Without question, the Rover 620SLDi.
Bought because, on paper, it had the best economy and the Perkins 2.0l diesel was a good engine. Sadly, driving it was a terrible experience and very uncomfortable. I had to tank every four days and it kiled a gearbox after about five months of use.
By the time I sold it (eBay, sold as seen) it had a crack case oil leak, the sunroof did not work, the electric window on the driver's side would not close properly, the clutch was stuffed and it would not leave third gear. My mechanic told me that, even though it would have made him a lot of money to fix it, he just did not think it was worth it. The bloke that bought it drove it home in third gear.
Hated that car. Horrible thing. The only good thing about it was the colour.
The least reliable car I have owned was also a Citroen BX16v GTi.
I had mine for a year and it was running properly ( i.e. everything worked as it was supposed to) for about 6 weeks in total. Strangely enough I actually liked the car, it was comfortable, characterful and had good brakes.

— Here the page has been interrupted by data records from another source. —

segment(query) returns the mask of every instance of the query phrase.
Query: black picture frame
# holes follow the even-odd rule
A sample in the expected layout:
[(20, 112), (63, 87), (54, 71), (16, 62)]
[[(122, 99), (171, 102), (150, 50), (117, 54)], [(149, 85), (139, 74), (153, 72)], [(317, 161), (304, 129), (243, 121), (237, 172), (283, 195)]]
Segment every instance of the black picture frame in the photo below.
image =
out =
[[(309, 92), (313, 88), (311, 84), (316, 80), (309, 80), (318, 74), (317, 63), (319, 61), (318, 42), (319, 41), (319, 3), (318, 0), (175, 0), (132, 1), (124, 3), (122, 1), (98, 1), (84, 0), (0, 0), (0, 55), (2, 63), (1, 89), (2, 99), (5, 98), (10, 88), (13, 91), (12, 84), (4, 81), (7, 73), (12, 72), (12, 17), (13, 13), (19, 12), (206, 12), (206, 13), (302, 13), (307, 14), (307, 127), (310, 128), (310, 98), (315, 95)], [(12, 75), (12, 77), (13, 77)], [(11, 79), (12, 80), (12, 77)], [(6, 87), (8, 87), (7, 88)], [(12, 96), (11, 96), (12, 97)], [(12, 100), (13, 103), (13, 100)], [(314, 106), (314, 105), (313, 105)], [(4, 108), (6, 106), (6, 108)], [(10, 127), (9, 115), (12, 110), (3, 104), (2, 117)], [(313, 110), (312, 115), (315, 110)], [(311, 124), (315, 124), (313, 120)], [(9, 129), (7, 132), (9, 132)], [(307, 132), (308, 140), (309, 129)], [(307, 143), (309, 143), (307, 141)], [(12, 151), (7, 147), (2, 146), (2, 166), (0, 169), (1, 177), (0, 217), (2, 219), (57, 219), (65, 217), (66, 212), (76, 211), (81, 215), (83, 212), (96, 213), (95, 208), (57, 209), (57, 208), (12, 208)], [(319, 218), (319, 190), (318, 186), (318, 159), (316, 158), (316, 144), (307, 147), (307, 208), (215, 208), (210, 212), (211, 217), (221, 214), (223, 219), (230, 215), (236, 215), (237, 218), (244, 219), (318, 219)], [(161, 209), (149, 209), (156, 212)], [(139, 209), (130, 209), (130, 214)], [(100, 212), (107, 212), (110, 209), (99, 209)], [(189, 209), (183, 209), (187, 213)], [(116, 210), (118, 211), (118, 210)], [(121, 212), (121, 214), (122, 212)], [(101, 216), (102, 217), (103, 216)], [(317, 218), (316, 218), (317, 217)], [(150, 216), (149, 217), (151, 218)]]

The worst car as a whole in terms of what it was like to drive and general crapness was a Peugeot 309 XS. Nasty, tinny, horrible seats etc. Etc. But at least it was reliable.
Honda Jazz,
First new car we ever owned. Hateful pile of crap. Three years old failed its first MOT.
1. Leaking sump, had to be replaced
2. Wheel corrosion so bad on inside Honda had to replace them.
3. Honda took the car for evaluation and after £3500 of repairs returned.
Roll six years roof leaked, boot leaked, gearbox layshaft bearing went, apparently they do that. Gearbox needed £600 of repairs and rebuilt. Leaks, faulty panel gap sealant, they used the incorrect sealant that went hard. After 10 years we finally decided we couldn't bare the car any more with only 52K miles on the clock. We traded in for Toyota IQ. The garage scrapped the car, beyond economic repair. We had many cars prior to this heap real bangers and many new cars thereafter, but it remains the most unreliable heap of monumental crap we ever owned. Whenever I hear people say get a reliable Honda I almost feel obliged to hit them. Give me french cars any day over these. In fact the two culprits of countries that make apparently reliable cars (Germany/Japan), have produced the most unreliable cars we have owned...
JeZ
Honda Jazz, 2004.
Claimed on warranty for wheel bearing when it failed its first MOT, first of many wheel bearings to die. Leaky tailgate from new. Huge wide gap in the front bumper meant the radiator fins looked like they had been shotblasted with beach pebbles within months of new. Tracking would be put out by a single pothole. Bowden cables for bonnet catch and tailgate handle siezed every winter. Clutch stupidly heavy at the pedal and squeaked loudly when pressed after warranty was up, like a clown car. Had three recalls for electrical stuff (window switch that was a fire risk in snow, airbags, something else like a control column stalk, I can't remember now). Brake calipers all round prone to dragging & eventually seizing & handbrake was comedy, ineffective no matter how much adjusted. Ate two air con compressors. Radio died suddenly after about four years, then CD player. Engine mounts had rapidly worn out according to its last service/MOT.
It actually got singled out & shot with a BB gun in my works car park one day.
My first car was a K reg Escort in glorious burgundy, no power steering and a 1.4l petrol engine. I helped a mate move house from Worcester to Sheffield and it used a full tank of fuel. Each way.
Any sign of a hill in the distance and max motorway speed would be 50mph.